Was kostet hundehaftpflicht?

Aber auch das persönliche Geschick im Umgang mit dem Vierbeiner lässt die Haftungsfallen in Vergessenheit geraten. Genau in der Routine, in der wir uns befinden, liegt die eigentliche Gefahr. Die kleinste Unachtsamkeit kann zu Schwierigkeiten führen.

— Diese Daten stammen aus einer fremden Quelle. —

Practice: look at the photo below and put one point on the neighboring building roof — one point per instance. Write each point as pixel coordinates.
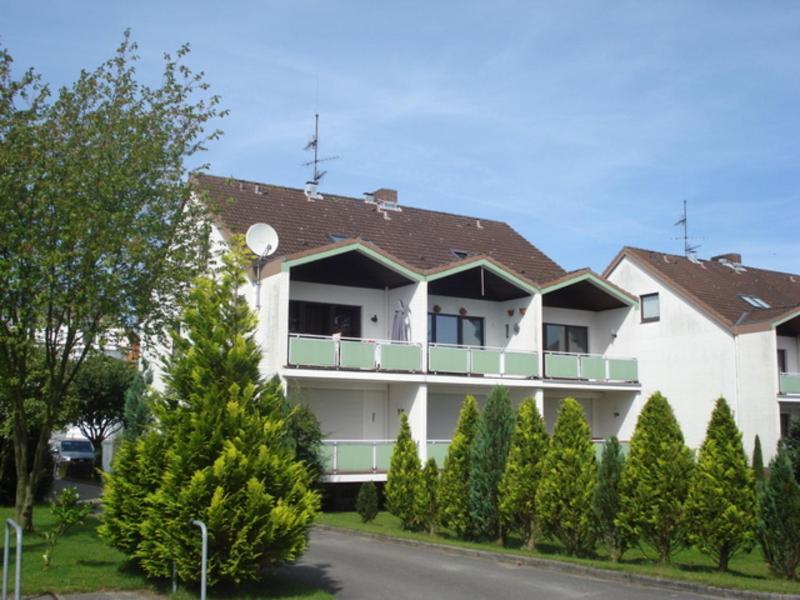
(423, 239)
(719, 288)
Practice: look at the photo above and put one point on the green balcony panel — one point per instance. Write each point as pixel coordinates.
(354, 457)
(326, 455)
(524, 364)
(790, 383)
(438, 452)
(384, 455)
(561, 366)
(623, 369)
(356, 355)
(486, 361)
(310, 352)
(593, 367)
(401, 357)
(448, 360)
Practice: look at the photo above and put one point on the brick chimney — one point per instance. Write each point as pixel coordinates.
(385, 195)
(733, 257)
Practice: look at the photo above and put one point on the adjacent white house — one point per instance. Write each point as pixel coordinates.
(370, 309)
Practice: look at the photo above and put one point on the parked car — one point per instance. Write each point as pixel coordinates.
(74, 457)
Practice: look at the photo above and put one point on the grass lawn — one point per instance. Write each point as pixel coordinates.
(84, 563)
(747, 571)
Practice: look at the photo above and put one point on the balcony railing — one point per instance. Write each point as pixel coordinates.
(591, 367)
(482, 360)
(790, 383)
(334, 352)
(357, 456)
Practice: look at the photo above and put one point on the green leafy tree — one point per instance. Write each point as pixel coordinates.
(488, 462)
(136, 415)
(98, 232)
(403, 478)
(454, 482)
(758, 461)
(230, 460)
(523, 472)
(367, 501)
(569, 473)
(720, 507)
(655, 481)
(427, 502)
(779, 525)
(100, 389)
(606, 500)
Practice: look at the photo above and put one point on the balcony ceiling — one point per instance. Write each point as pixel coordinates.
(582, 295)
(352, 269)
(467, 284)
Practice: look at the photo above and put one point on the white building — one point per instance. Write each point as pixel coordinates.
(370, 309)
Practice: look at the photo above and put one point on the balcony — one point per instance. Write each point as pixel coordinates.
(356, 456)
(590, 367)
(482, 360)
(789, 383)
(333, 352)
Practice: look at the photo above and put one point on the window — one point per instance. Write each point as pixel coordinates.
(782, 361)
(754, 301)
(454, 329)
(566, 338)
(318, 318)
(651, 308)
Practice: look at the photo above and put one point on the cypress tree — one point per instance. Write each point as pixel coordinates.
(779, 525)
(655, 481)
(758, 460)
(426, 497)
(367, 501)
(606, 500)
(720, 508)
(454, 482)
(487, 463)
(229, 461)
(403, 478)
(569, 474)
(523, 470)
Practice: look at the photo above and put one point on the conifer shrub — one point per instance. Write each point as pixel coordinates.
(403, 478)
(226, 451)
(520, 480)
(655, 481)
(606, 500)
(569, 473)
(758, 460)
(779, 523)
(488, 462)
(367, 501)
(720, 507)
(454, 482)
(427, 507)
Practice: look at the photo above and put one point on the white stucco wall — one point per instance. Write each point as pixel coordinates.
(685, 355)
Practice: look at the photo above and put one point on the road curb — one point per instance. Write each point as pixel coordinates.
(575, 569)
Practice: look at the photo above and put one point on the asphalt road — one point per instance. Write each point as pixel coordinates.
(356, 568)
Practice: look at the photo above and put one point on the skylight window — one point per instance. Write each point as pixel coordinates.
(754, 301)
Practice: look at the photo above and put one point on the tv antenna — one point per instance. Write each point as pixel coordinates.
(688, 249)
(314, 145)
(262, 240)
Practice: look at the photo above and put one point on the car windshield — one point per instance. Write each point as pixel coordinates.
(75, 446)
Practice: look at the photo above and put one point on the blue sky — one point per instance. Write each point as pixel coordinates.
(583, 124)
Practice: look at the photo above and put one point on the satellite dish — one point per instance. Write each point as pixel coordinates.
(262, 239)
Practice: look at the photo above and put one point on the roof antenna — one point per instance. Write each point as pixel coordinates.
(689, 251)
(317, 175)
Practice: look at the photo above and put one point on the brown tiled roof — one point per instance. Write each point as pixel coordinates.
(421, 238)
(717, 289)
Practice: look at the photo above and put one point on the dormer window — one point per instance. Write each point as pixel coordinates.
(754, 301)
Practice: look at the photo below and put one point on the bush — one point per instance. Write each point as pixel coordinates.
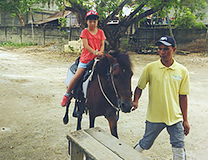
(188, 21)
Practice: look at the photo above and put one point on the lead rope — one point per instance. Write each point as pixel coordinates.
(101, 88)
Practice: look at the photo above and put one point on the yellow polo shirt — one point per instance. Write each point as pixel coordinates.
(165, 85)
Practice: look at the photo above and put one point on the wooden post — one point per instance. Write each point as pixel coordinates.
(76, 153)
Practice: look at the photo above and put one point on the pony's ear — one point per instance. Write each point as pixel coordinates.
(111, 59)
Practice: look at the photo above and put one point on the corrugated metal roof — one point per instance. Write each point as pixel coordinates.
(53, 17)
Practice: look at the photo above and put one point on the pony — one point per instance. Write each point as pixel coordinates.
(108, 93)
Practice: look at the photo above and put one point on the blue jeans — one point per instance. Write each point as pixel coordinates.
(152, 130)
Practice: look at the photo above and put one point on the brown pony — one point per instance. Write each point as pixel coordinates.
(109, 90)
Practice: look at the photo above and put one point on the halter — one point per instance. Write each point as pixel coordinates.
(118, 108)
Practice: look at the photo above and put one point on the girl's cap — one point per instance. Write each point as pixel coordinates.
(91, 13)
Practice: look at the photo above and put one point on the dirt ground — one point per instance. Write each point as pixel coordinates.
(32, 86)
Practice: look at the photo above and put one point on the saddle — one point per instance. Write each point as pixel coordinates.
(78, 92)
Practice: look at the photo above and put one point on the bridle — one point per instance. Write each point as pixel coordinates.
(118, 107)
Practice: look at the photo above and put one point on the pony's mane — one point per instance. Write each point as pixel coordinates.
(123, 60)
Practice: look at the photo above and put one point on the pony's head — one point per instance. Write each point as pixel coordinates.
(120, 74)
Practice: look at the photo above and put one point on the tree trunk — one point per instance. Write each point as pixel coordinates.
(21, 19)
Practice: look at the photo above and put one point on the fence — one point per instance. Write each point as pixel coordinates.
(187, 39)
(39, 35)
(194, 40)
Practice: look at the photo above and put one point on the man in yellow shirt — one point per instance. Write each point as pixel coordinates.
(168, 89)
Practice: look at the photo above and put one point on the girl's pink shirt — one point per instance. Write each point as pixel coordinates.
(94, 42)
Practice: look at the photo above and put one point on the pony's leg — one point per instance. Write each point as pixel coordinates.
(79, 120)
(66, 117)
(92, 121)
(113, 125)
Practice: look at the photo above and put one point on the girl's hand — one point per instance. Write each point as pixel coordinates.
(99, 54)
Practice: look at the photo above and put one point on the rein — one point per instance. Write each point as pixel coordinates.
(114, 87)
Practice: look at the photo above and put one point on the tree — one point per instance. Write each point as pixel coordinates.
(114, 8)
(19, 8)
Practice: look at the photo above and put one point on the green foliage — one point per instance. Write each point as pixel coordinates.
(199, 25)
(16, 45)
(62, 22)
(187, 20)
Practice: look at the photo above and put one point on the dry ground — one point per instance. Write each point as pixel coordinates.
(32, 86)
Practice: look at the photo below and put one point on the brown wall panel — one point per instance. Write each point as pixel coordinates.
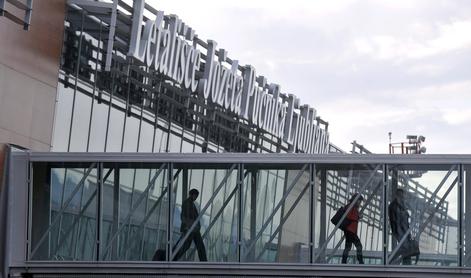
(29, 67)
(35, 52)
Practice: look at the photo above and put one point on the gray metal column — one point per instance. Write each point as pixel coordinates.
(467, 217)
(185, 184)
(393, 188)
(384, 208)
(253, 212)
(460, 215)
(312, 203)
(323, 214)
(115, 225)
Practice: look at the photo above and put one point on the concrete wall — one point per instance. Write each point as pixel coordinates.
(29, 66)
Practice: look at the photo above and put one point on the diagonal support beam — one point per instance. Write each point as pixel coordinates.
(369, 181)
(154, 207)
(134, 208)
(283, 220)
(61, 211)
(275, 210)
(202, 212)
(77, 219)
(422, 227)
(216, 217)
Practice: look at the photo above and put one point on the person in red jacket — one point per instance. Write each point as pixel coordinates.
(350, 230)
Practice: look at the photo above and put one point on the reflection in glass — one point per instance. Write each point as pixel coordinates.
(275, 221)
(340, 188)
(134, 213)
(64, 213)
(214, 216)
(423, 215)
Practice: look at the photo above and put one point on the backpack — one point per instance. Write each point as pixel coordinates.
(337, 216)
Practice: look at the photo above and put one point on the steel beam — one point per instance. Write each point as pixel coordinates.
(61, 211)
(275, 210)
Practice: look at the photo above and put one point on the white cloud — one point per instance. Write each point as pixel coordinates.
(450, 36)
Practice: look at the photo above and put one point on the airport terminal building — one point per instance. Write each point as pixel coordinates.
(112, 111)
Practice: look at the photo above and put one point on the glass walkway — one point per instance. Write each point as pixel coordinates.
(257, 214)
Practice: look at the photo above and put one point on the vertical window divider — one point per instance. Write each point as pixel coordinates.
(99, 209)
(312, 169)
(170, 211)
(384, 212)
(460, 215)
(240, 183)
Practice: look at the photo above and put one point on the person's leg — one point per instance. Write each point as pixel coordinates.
(348, 246)
(359, 248)
(185, 246)
(407, 260)
(200, 246)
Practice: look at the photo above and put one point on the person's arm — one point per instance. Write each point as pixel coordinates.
(186, 214)
(392, 218)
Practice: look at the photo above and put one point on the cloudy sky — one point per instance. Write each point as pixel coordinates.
(368, 67)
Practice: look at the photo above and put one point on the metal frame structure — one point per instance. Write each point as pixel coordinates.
(243, 163)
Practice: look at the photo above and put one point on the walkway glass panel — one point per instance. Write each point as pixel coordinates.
(249, 211)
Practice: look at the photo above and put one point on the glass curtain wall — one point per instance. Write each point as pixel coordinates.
(270, 213)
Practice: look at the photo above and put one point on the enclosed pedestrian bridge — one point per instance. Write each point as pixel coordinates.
(120, 214)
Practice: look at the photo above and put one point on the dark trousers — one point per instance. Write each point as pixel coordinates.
(196, 237)
(406, 260)
(351, 238)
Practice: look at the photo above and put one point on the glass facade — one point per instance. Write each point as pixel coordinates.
(133, 108)
(248, 212)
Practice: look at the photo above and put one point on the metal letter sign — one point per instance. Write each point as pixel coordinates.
(167, 45)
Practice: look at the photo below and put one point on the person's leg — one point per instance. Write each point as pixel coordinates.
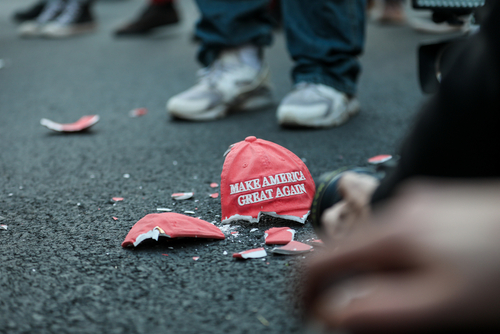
(76, 18)
(232, 34)
(50, 11)
(324, 38)
(158, 13)
(228, 24)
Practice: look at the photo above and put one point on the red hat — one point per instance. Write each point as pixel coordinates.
(171, 225)
(259, 176)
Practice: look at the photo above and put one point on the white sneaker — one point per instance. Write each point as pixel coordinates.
(316, 105)
(33, 28)
(230, 83)
(76, 19)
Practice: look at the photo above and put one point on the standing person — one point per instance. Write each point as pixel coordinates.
(157, 13)
(324, 38)
(61, 18)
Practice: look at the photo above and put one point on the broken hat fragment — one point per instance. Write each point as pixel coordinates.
(251, 254)
(261, 177)
(171, 225)
(292, 248)
(279, 235)
(84, 123)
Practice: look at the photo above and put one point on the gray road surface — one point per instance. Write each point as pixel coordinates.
(62, 269)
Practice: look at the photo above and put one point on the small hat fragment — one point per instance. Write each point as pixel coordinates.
(138, 112)
(292, 248)
(317, 243)
(279, 235)
(182, 196)
(170, 225)
(256, 253)
(163, 209)
(84, 123)
(379, 159)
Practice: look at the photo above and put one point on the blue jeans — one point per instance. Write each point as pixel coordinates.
(324, 37)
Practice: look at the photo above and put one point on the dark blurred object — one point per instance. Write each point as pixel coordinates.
(433, 57)
(153, 16)
(29, 13)
(327, 193)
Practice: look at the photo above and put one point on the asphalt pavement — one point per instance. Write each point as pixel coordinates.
(62, 267)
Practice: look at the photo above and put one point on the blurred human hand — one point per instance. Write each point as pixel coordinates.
(356, 190)
(429, 259)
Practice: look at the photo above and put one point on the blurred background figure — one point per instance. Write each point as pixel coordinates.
(56, 18)
(156, 14)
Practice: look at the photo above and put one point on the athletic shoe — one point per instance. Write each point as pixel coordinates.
(33, 28)
(74, 20)
(228, 84)
(154, 16)
(316, 105)
(30, 13)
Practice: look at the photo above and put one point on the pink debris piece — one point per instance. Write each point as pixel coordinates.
(82, 124)
(292, 248)
(251, 254)
(138, 112)
(171, 225)
(378, 159)
(182, 196)
(316, 242)
(279, 235)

Das Gesetz bestimmt die Hunde/Tierhaftungspflicht erbarmungslos. Die sog. Gefährdungshaftung besagt eine bedingungslose Haftung des Hundehalters eigenverantwortlich der Schuldfrage. Leider gibt es viele Menschen, die das ausnutzen. So werden kleinste Schäden als eine große Katastrophe dargestellt.

Personenschaden

Ein Radfahrer stürzt, weil er vor Ihrem Hund ausweichen muss. Er landet unglücklich auf dem Bordstein und erleidet eine Schädelfraktur. Die Behandlungskosten, Schmerzensgeld sowie die Kosten für die anschließende Rehabilitation summieren sich auf über 70.000 Euro.

Sachschaden

Ihr Schäferhundwelpe trägt nach dem Spaziergang stolz seinen Stock nach Hause – und zerkratzt damit Nachbars Auto. Entstandener Lackschaden: 1.300 Euro.

Vermögensschaden

Der Radfahrer aus dem Beispiel „Personenschaden“ ist Handwerker. Bis der Geschädigte seine Arbeit wieder vollständig aufnehmen kann, vergeht über ein Jahr. Die Kosten für den Verdienstausfall in Höhe von fast 45.000 Euro trägt zum Glück Ihre Hundehaftpflicht. Da es sich um Folgekosten des Personenschadens handelt, wird hier auch von einem „unechten Vermögensschaden“ gesprochen.